Towards a Scientific Study of Sexual Violence

Mar 10, 2026

In Britain, thousands of girls have been sexually abused by organised groups of men. Vulnerable girls were groomed with gifts and affection, isolated from their friends and family, then plied with alcohol and drugs, bullied, raped, and trafficked as part of large criminal networks. Yet when victims, journalists and researchers sought help or pressed charges, they were dismissed and derided.

In Baroness Casey’s National Audit on Group-based Child Sexual Exploitation and Abuse (CSE) (2025), she documents chronic failures of policing, social services, local councils, and political leadership. Police and local governments repeatedly denied abuse; dismissed victims; suppressed whistleblowers; failed to record basic offender characteristics; cited fear of community tensions and accusations of racism as reasons for inaction; and resisted external scrutiny by obstructing public access to data.

Absent a full inquiry, the true scale of abuse remains unknown. Where suspect ethnicity has been recorded, such as in Greater Manchester, South Asians are over-represented relative to their share in the local population. But for the vast majority of cases, the police do not report ethnicity. The lack of systematic data means that political discourse becomes marred by anecdotes, speculation, and aggressive vitriol.

Below, I present a pathway forward, showing how standard methods can answer the most important questions. Any government committed to gender equality and women’s safety will doubtless provide full support.

Three actors from the BBC drama Three Girls, which focuses on the Rochdale grooming scandal — BBC’s ‘Three Girls’ - a three-part drama based on real abuse at Rochdale. Nine men were convicted for grooming girls (aged 13-15), plying them with alcohol, passing them between men, who raped them for cash, over several years.

Estimating ethnicity when records are incomplete

The lack of data is not insurmountable.
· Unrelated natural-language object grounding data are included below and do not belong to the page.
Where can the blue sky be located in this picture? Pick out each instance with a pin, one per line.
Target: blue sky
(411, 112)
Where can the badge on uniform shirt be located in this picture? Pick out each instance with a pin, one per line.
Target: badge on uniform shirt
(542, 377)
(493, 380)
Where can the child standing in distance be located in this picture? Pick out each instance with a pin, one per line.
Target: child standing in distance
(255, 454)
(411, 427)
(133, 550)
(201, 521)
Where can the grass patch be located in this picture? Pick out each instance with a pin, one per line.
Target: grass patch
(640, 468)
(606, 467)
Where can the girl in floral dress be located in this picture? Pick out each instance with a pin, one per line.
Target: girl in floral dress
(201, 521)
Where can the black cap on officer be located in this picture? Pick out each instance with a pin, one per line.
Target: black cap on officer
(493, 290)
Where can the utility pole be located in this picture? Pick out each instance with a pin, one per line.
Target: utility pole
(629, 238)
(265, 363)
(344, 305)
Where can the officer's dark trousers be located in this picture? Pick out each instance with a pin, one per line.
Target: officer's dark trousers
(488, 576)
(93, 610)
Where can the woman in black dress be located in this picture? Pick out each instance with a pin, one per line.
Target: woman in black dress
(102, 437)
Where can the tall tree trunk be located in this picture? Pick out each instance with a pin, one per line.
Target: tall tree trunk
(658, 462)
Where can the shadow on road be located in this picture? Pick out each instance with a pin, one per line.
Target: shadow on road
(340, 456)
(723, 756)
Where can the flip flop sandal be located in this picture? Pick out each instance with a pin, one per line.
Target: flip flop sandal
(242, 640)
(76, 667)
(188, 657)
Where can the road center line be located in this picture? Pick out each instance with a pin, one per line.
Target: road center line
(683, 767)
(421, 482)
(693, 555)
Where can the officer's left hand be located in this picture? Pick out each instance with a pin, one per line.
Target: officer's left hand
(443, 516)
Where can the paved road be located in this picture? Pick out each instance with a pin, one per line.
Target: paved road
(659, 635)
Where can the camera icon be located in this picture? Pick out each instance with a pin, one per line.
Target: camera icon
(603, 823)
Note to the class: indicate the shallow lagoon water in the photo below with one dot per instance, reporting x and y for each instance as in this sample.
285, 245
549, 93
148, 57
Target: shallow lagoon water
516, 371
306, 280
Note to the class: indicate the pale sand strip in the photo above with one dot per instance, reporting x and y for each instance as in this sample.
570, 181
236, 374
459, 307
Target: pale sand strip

Economists studying immigration in the United States routinely infer ethnic origins from names linked to large population datasets. Ran Abramitzky and Leah Boustan use historical census data and surnames to study how Jewish and other European immigrants assimilated over the twentieth century. Because names carry persistent signals of cultural origin, researchers can identify group-level patterns even when ethnicity itself was never directly recorded.

Muhammad Usama Polani (my collaborator) and I suggest applying a similar approach to British data on group-based child sexual exploitation.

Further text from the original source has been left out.